Et pour finir, petit détour par la Silésie, là, dans le volet «Histoire», juste en face de Kentridge, en compagnie de Hannah Collins – déjà croisée en 2010 dans l’expo collective Le meilleur des mondes – qui, en une photographie panoramique marouflée sur toile coton, donc aussi souple qu’un écran, capture le silence d’une rue enneigée, un jour de 1996, voitures à l’arrêt, passants présents/absents, une scène d’une totale banalité mais qui t’enveloppe, t’aspire comme un poème.
C’est une méditation sur le temps, liée à un contexte historico-politique, parfaitement immobile mais paradoxalement intitulée In the Course of Time.

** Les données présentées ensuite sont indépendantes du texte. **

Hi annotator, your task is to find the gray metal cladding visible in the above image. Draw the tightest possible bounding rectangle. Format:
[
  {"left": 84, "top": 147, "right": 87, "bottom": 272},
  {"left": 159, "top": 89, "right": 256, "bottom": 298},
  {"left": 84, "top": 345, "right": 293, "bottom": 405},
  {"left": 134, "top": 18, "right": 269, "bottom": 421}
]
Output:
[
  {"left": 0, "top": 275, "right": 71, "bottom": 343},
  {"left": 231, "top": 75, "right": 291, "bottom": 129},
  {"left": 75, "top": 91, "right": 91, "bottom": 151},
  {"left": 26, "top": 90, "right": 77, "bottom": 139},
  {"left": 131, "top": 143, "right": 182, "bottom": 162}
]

Et on quitte le lieu avec Isa Melsheimer et son Palais contreplaqué (Plywood Palace), un triangle rectangle sculptural en verre, censé rendre un hommage (déguisé) à Pei (Ieoh Ming Pei, décédé en 2019), le célèbre architecte sino-américain qui a imaginé les volumes et les formes du Musée d’Art moderne Grand-Duc Jean.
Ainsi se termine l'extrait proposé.